Simone Motta, professora e coordenadora de português do grupo Etapa, reforça que os memes se encaixam muito bem na proposta de prova do Enem, que nos últimos anos trouxe os mais diversos tipos de texto: desde charges, propagandas e histórias em quadrinhos até poemas e textos de jornal.

“É comum trabalharmos no Enem com linguagem não-verbal, por exemplo. Então, você tem questões em que aparece só a imagem. Ou, ainda, que misturam imagem e texto. O Enem cobra todos os tipos de leitura”, afirma.

Como estudar

Para os professores, é muito mais provável que um meme apareça como parte de uma questão objetiva do que dentro da proposta de redação do Enem, que segue um modelo mais “sério”. Mas isso não significa que memes com piadas “bobas” caiam na prova: a tendência, segundo eles, é que essas questões exijam do aluno um senso crítico.

“A questão pode pedir uma análise sintático-semântica, por exemplo, que cobre uma análise da estrutura que gera humor”, afirma César Ceneme, professor de português do curso Poliedro.

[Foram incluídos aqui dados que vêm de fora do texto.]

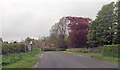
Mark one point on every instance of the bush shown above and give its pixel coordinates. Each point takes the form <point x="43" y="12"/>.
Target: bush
<point x="49" y="49"/>
<point x="110" y="50"/>
<point x="12" y="48"/>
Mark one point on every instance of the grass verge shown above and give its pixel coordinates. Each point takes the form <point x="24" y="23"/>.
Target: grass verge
<point x="21" y="60"/>
<point x="98" y="56"/>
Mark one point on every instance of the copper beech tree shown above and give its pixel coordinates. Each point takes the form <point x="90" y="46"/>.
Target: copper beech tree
<point x="77" y="30"/>
<point x="74" y="29"/>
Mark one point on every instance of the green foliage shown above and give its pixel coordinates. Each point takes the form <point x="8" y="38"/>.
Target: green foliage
<point x="111" y="50"/>
<point x="102" y="30"/>
<point x="49" y="49"/>
<point x="12" y="48"/>
<point x="20" y="60"/>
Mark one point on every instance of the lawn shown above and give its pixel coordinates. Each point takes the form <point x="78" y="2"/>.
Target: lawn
<point x="21" y="60"/>
<point x="98" y="56"/>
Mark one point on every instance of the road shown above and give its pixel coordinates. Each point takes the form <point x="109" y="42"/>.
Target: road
<point x="61" y="60"/>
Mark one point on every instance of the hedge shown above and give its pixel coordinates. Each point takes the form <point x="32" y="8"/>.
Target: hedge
<point x="12" y="48"/>
<point x="111" y="50"/>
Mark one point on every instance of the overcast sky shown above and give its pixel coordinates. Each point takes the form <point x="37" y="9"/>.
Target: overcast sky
<point x="34" y="18"/>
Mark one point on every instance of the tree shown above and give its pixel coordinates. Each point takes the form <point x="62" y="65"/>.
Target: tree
<point x="102" y="29"/>
<point x="58" y="32"/>
<point x="78" y="29"/>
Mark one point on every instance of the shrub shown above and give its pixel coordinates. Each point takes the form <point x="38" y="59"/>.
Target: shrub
<point x="110" y="50"/>
<point x="12" y="48"/>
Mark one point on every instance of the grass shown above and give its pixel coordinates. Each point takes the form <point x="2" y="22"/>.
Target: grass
<point x="98" y="56"/>
<point x="0" y="62"/>
<point x="76" y="52"/>
<point x="107" y="58"/>
<point x="21" y="60"/>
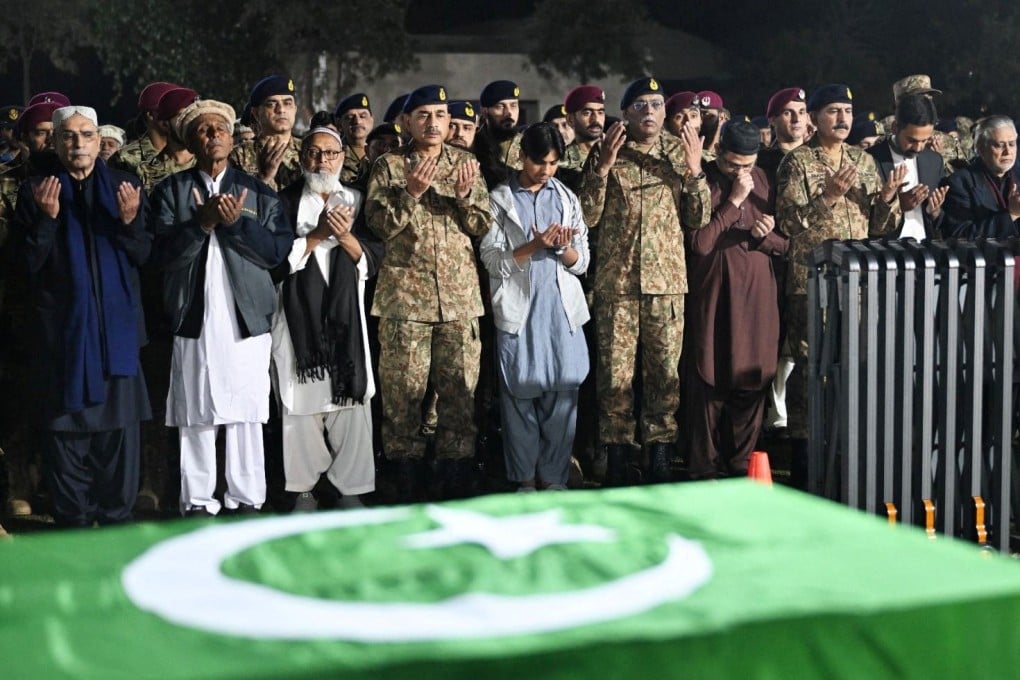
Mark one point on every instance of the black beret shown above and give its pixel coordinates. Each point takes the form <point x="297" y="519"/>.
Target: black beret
<point x="554" y="112"/>
<point x="384" y="129"/>
<point x="462" y="109"/>
<point x="424" y="96"/>
<point x="270" y="87"/>
<point x="497" y="91"/>
<point x="644" y="86"/>
<point x="356" y="101"/>
<point x="9" y="115"/>
<point x="861" y="129"/>
<point x="741" y="138"/>
<point x="829" y="94"/>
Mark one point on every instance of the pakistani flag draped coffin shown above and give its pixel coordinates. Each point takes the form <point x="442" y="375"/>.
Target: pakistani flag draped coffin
<point x="724" y="580"/>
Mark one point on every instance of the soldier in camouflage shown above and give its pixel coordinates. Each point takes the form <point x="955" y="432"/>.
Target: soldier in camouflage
<point x="426" y="201"/>
<point x="498" y="142"/>
<point x="641" y="189"/>
<point x="274" y="156"/>
<point x="585" y="107"/>
<point x="144" y="149"/>
<point x="173" y="157"/>
<point x="827" y="190"/>
<point x="354" y="116"/>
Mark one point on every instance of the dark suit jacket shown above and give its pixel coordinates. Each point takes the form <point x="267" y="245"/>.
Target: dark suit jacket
<point x="972" y="209"/>
<point x="44" y="260"/>
<point x="929" y="173"/>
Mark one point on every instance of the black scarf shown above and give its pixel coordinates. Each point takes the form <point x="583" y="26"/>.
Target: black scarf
<point x="325" y="325"/>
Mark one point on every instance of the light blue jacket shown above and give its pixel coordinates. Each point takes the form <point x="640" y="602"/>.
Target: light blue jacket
<point x="509" y="282"/>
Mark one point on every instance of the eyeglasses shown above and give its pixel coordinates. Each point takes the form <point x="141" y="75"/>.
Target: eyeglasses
<point x="644" y="104"/>
<point x="87" y="136"/>
<point x="324" y="154"/>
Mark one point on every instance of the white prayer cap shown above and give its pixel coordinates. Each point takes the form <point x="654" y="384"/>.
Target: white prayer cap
<point x="324" y="131"/>
<point x="64" y="112"/>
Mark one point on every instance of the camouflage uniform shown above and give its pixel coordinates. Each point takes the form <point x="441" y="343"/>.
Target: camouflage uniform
<point x="641" y="209"/>
<point x="158" y="168"/>
<point x="133" y="154"/>
<point x="803" y="215"/>
<point x="246" y="158"/>
<point x="428" y="299"/>
<point x="16" y="439"/>
<point x="355" y="170"/>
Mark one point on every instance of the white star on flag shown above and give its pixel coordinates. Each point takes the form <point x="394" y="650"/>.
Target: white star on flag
<point x="505" y="537"/>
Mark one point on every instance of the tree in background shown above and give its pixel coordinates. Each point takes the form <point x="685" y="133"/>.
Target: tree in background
<point x="589" y="40"/>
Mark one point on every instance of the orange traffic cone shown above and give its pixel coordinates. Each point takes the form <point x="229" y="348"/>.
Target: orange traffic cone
<point x="759" y="469"/>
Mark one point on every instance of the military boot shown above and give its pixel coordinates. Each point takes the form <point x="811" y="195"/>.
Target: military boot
<point x="660" y="460"/>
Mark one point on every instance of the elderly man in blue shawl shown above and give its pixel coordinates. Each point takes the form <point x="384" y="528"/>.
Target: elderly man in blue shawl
<point x="83" y="237"/>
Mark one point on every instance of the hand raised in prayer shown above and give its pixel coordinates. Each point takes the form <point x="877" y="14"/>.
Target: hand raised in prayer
<point x="270" y="158"/>
<point x="466" y="174"/>
<point x="935" y="200"/>
<point x="129" y="201"/>
<point x="419" y="177"/>
<point x="47" y="196"/>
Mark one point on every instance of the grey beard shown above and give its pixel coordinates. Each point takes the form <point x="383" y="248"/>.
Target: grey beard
<point x="321" y="182"/>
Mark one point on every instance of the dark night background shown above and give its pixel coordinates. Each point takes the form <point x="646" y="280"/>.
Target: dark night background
<point x="963" y="45"/>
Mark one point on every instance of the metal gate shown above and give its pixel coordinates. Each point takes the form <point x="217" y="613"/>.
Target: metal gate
<point x="910" y="380"/>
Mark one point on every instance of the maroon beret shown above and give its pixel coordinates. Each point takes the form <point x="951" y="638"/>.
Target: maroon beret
<point x="680" y="101"/>
<point x="173" y="101"/>
<point x="148" y="100"/>
<point x="709" y="100"/>
<point x="583" y="94"/>
<point x="779" y="100"/>
<point x="35" y="114"/>
<point x="49" y="98"/>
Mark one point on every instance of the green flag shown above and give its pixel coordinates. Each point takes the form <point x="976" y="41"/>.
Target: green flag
<point x="713" y="580"/>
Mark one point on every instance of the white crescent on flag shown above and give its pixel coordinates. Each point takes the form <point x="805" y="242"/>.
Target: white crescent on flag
<point x="181" y="580"/>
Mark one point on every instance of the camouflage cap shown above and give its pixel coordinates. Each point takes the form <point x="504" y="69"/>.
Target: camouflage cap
<point x="914" y="85"/>
<point x="462" y="109"/>
<point x="641" y="87"/>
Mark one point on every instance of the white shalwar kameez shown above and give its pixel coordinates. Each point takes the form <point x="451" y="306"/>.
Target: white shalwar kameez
<point x="345" y="455"/>
<point x="219" y="379"/>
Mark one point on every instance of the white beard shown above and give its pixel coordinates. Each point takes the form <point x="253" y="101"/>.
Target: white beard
<point x="321" y="182"/>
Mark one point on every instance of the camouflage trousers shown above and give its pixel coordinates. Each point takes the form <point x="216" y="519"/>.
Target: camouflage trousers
<point x="658" y="322"/>
<point x="412" y="352"/>
<point x="797" y="383"/>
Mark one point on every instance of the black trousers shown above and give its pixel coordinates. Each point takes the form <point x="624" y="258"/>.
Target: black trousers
<point x="92" y="476"/>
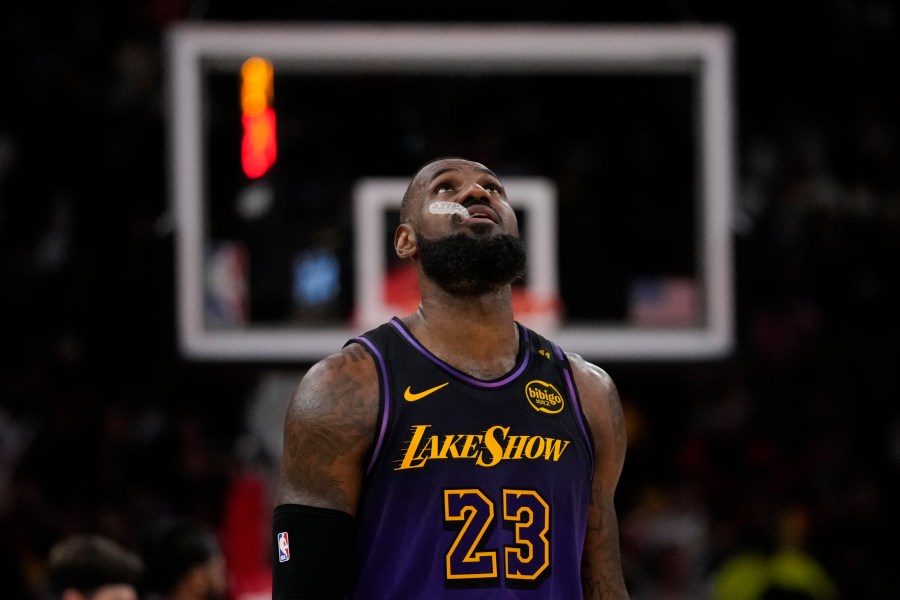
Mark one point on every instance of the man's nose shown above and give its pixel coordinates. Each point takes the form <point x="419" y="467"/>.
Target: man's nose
<point x="476" y="191"/>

Para isso, ele explica que o aluno deve entender quatro conceitos fundamentais da língua portuguesa: a polissemia (diferentes sentidos de uma palavra), a homonímia (palavras que têm a mesma grafia ou pronúncia), as conjunções (palavras que ligam duas orações ou dois outros termos, estabelecendo uma relação entre eles) e o duplo sentido.

“Discutindo com os alunos, dá para perceber que eles captam o sentido do texto. O problema é quando se pede a análise estrutural desses elementos geradores. Aí, normalmente, o estudante tem um pouco mais de dificuldade”, analisa Ceneme.

O meme pode trazer, também, questões políticas e sociais relacionadas com os conteúdos de linguagens, matemática, ciências da natureza e ciências humanas –as quatro áreas de conhecimento cobradas no Enem.

“Crise política é um tema polêmico, mas que pode ser cobrado de forma genérica: a corrupção, por exemplo, pode aparecer, mas sem apontar nomes. O Enem já trouxe textos e poemas sobre a má-gestão do Brasil, falando como o país era corrupto no século XVII”, explica o professor Braga.

Dá para estudar meme?

Para os professores, o hábito da leitura é ponto chave para que o aluno consiga responder uma eventual questão que peça a interpretação de um meme no Enem.

“A preparação do aluno deve partir da leitura, e quando eu falo leitura não é apenas de memes ou piadas. É de literatura, de mídia”, explica a professora, que também destaca a importância das redes sociais, já que “é aí que o meme é colocado”.

Braga complementa: “o aluno tem que ter contato com memes críticos, e não só os que fazem piadas rasas. Ele precisa ver textos de diferentes tipos, entender como ler o texto verbal e a imagem, além de conjugar a leitura dos dois”.

O professor ainda defende a relevância do meme como ferramenta de expressão e de avaliação das habilidades dos candidatos no Enem e em outros vestibulares.

“Existe uma tendência a se menosprezar um pouco o meme. Mas qual a diferença entre um meme de hoje e uma charge do século XIX?”, questiona Braga. “Já tivemos até interações entre países, como a ‘guerra memeal’ entre Brasil e Portugal. Acho que é uma linguagem que veio para ficar, não é coisa passageira”.